His design inspiration is drawn from the fans who send all sorts of crazy ideas in. One year, Tough Mudder tested a challenge in which athletes drank a shot of hot sauce and climbed a mountain before jumping into a dumpster filled with ice.
No matter what the designs are, each obstacle goes through testing employees and competitors.
“If something is too dangerous or doesn’t evoke the right experience it will not go forward,” Little says.
Taking the show on the road
Tough Mudder’s models and designs, he says, have been shared with 18 licensed partners, who have local tradesmen build the intellectual property—like the Block Ness Monster—overseas. Little’s job is to oversee events globally and take care of licensing and production requests.
To get the job done domestically, Little has forged a strong friendship and business relationship with David Watkins of Indiana-based David Watkins Homes. As the CEO of the fourth-generation homebuilding team remembers, an unusual Tough Mudder email popped up and he almost hit “delete.”
“Tackling a new project in the recession of 2008 was a Godsend. I was a homebuilder with no work, and this allowed me to travel around the country as a carpenter to build obstacles,” Watkins says. “It jump started my whole life.”
Serving as a subcontractor to Little’s visions, Watkins secures anything that is needed to build the courses and has 70 projects to his credit. Trying a race for fun in 2013, he slipped and broke three ribs, so he says he’ll stick to carpentry.

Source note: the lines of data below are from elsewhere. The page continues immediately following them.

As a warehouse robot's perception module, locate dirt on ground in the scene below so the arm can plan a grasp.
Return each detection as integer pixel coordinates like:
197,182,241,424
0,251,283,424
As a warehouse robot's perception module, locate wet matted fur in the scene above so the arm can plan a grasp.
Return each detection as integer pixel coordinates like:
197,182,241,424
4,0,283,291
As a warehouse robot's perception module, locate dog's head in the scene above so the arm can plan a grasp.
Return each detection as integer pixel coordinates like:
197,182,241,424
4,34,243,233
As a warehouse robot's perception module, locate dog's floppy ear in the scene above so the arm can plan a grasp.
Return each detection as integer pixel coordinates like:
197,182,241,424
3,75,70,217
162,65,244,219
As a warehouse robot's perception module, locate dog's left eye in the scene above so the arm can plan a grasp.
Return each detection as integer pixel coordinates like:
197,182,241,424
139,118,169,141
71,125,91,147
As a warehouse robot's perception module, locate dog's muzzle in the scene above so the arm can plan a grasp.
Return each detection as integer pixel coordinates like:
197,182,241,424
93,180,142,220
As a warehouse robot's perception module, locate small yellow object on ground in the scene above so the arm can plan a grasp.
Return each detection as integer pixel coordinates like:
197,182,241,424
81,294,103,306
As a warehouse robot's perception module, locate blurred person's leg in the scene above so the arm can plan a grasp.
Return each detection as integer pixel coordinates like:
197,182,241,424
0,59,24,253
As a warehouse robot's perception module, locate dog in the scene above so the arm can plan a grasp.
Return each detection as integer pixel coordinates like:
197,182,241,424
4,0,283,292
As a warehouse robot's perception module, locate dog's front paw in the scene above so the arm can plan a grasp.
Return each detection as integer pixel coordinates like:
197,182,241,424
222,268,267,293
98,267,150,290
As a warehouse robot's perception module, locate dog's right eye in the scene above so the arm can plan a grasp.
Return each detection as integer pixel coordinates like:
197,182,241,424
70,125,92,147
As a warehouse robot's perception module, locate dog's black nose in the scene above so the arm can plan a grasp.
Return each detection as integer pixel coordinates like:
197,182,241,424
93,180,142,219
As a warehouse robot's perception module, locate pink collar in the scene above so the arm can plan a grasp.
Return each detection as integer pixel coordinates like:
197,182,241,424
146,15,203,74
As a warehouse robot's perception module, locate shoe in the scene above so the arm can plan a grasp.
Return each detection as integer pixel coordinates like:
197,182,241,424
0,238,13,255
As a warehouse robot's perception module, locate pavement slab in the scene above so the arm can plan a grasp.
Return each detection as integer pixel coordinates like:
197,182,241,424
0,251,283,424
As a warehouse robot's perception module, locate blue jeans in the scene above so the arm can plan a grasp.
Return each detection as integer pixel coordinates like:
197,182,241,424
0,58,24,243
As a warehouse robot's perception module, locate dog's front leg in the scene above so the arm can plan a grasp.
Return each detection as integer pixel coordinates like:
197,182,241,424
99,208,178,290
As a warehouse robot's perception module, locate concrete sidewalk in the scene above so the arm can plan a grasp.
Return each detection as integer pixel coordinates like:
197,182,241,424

“This job is a dream. I love meeting people around the country, it’s still amazing to me,” Watkins says. “And as for Johnny, he’s a wonderful man who’s been there through thick and thin.”
There’s no “I” in team
Little always knew there was a good chance he’d wind up in construction, following in his father’s footsteps—but never did he envision a niche quite like this.
Growing up in the family construction business, Little took time out to attend the State University of New York College in Cortland where he earned a bachelor’s degree in political science and governance in 2005.
While he still has a hand in residential construction, he joined Tough Mudder in 2014 as a construction manager and worked his way up to take his current position in January.
The job, he says, is perfect for him, blending its own unique set of construction and design experiences with his love of endurance endeavors. He brings that race experience to the table, having competed in everything from the Norseman Extreme Triathlon featuring swimming in fjords, to running marathons.
While his father John Little Jr. passed away three years ago, he’s inspired by him to this day.
“I absolutely love it all,” he says. “My father taught me that business doesn’t end at 5 o’clock on a Friday; you need to be there for your partners—and the team experience here takes it to another level.”